Question
How can I use Apache Flink's Hive Catalog and Flink SQL on Ververica Platform to easily read/write data from/to Apache Hive's External Tables that are using Avro Schema stored on S3?
Answer
Note: This section applies to Apache Flink 1.18.1 and Apache Hive 3.1.3 with Ververica Platform 2.12.1 or later.
Ververica Platform supports integrating additional catalogs such as Hive Catalog both by uploading them via UI and by building a custom docker image for the Gateway container. Ververica Platform's UI for uploading catalogs supports uploading of a single jar file only. Since external tables with Avro schema requires additional dependencies, specifically when Apache Hive is using S3 to store both the schema and the data, it is not possible to use Ververica Platform's UI. Therefore, this article will follow the approach of building a custom docker image for the Ververica Platform's gateway container with the required dependencies.
1) Apache Hive
Throughout the article, we will use a database on Apache Hive that uses S3 as the location. We will be creating an `events` database with an external table named `login` with two fields which has the Avro schema that is stored on S3. The initial step is to create an S3 bucket to store both the data and the schema of the table we will be using, followed by uploading the schema to that bucket. We will also store the scripts to run on Apache Hive CLI on S3, so that we can set up our environment on Apache Hive easily.
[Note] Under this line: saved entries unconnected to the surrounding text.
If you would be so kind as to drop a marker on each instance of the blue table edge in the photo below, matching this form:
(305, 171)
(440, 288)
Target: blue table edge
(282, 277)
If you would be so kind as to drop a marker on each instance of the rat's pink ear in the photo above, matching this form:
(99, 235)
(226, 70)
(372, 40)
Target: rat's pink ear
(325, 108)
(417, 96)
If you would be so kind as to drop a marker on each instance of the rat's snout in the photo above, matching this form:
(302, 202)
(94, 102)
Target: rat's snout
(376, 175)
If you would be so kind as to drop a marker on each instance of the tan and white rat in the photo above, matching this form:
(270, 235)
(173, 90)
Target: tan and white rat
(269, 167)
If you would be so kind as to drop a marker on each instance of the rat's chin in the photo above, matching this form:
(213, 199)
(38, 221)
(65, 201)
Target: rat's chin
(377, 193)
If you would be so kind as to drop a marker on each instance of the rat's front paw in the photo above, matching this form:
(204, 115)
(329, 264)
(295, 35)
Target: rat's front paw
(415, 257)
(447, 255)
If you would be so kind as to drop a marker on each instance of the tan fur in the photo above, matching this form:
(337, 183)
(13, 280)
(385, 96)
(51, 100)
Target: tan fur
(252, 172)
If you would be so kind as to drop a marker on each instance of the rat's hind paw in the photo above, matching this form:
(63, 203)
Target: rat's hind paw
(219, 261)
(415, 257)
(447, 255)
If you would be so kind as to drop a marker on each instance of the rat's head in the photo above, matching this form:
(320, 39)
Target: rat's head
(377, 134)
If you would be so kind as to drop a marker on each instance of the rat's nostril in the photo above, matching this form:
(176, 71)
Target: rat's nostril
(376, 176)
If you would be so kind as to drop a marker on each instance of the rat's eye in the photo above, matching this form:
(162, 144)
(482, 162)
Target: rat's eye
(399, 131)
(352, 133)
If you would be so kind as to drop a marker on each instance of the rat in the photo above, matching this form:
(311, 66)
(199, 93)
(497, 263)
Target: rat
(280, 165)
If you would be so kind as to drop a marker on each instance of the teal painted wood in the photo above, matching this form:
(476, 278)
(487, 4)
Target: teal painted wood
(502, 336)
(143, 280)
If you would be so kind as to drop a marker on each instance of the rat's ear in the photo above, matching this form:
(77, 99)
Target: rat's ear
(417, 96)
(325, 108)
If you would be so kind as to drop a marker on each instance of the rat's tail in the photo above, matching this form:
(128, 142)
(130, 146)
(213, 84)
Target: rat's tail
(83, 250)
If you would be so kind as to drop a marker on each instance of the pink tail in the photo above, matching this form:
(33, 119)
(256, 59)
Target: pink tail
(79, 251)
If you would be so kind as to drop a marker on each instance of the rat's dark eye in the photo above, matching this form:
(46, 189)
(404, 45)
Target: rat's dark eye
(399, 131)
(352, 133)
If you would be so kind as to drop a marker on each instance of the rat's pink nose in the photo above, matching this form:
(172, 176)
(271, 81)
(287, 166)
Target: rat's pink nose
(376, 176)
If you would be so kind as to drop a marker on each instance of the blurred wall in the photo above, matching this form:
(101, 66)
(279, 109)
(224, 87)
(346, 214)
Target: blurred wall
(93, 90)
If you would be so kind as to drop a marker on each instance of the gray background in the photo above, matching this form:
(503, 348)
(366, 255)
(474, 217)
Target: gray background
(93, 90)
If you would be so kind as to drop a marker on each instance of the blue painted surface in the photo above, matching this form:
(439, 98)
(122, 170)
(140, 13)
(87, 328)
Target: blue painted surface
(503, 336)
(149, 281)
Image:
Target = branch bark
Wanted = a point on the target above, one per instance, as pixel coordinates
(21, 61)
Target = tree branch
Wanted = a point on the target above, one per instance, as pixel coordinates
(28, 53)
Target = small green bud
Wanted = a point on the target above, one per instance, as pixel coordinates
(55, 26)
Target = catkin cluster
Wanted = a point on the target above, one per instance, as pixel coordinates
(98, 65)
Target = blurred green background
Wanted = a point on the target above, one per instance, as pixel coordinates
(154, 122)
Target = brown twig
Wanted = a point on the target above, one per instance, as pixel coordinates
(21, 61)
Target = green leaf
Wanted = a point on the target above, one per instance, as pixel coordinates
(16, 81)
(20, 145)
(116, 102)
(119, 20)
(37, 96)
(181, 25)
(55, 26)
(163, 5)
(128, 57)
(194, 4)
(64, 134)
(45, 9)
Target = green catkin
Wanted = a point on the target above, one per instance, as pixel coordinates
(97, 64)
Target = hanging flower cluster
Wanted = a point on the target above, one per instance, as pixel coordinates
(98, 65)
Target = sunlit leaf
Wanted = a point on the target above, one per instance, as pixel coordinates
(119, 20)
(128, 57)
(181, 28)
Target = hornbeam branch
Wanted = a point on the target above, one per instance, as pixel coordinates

We will use the AWS CLI's `s3api`, specifically with `create-bucket`[1] and `put-object`[2] commands, to perform the creation of the bucket and uploading the schema file - `schema.avsc` and the scripts - `create_database.hql` and `create_table.hql`. Finally, we will run from Apache Hive CLI[3], which have access to your Apache Hive cluster, to create the database and the external table.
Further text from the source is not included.